In tal senso va richiamata una recente pronuncia secondo cui il decreto che dispone l’esecuzione delle operazioni con l’utilizzo di impianti noleggiati da imprese private, ed installati presso i locali della Procura della Repubblica, non deve essere motivato quanto alla ricorrenza di eccezionali ragioni di urgenza e alla insufficienza o inidoneità degli impianti, in quanto assume rilievo, agli effetti di cui all’art. 268, comma 3, cod. proc. pen., solo il luogo di utilizzo degli impianti, e non il titolo della loro disponibilità (Sez. 1^, n. 2707 del 24/9/2020, dep.2021, Rv. 280972).

Parimenti manifestamente infondata è l’ulteriore questione di inutilizzabilità proposta con riguardo alla presunta mancanza dei verbali di inizio e fine delle operazioni.

Anche su tale aspetto, il motivo di ricorso non si confronta con le puntuali considerazioni contenute nella sentenza impugnata, lì dove si afferma che in atti sono «presenti i verbali di fine intercettazione in cui risultano riportati i dati sul giorno di inizio delle operazioni e sul giorno conclusivo».

Tale dato non è stato espressamente confutato dal ricorrente, non avendo indicato specificamente i verbali asseritamente assenti in relazione ai singoli decreti autorizzativi delle intercettazioni.

È pur vero che, a fronte di una doglianza di natura processuale, la Cassazione ha accesso agli atti del procedimento, tuttavia, tale potere va coniugato con le esigenze di necessaria specificità del ricorso.

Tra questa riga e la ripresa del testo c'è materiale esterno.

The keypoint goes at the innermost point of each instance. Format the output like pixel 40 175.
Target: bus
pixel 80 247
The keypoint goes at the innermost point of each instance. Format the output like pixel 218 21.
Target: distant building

Si è affermato, infatti, che la specifica indicazione degli “altri atti del processo”, richiesta dall’art. 606, comma 1, lett. e), cod. proc. pen., può essere soddisfatta nei modi più diversi quali, ad esempio, l’integrale riproduzione dell’atto nel testo del ricorso, l’allegazione in copia, l’individuazione precisa dell’atto nel fascicolo processuale di merito, purché detti modi siano comunque tali da non costringere la Corte di cassazione ad una lettura totale degli atti, finalizzata ad una ricerca esplorativa degli elementi a supporto del ricorso, dandosi luogo altrimenti ad una causa di inammissibilità del ricorso, in base al combinato disposto degli artt. 581, comma 1, lett. d), e 591 cod. proc. pen. (Sez. 4^, n. 3937 del 12/1/2021, Rv. 280384).

Per le ragioni anzidette risulta inammissibile anche l’ulteriore questione di inutilizzabilità posta in relazione alla presunta adozione dei decreti di proroga dopo la scadenza del termine iniziale.

Il ricorrente, infatti, si è limitato a richiamare il principio per cui vi deve essere continuità tra il decreto autorizzativo e le successive proroghe, ma non ha specificamente indicato in quali casi tale principio non sarebbe stato rispettato.

Peraltro, l’onere di analitica indicazione era ancor più impellente ove si consideri che la Corte di appello, nel rispondere ad analoga doglianza, aveva già affermato che il motivo era stato formulato genericamente e, comunque, non trovava riscontro dall’esame degli atti.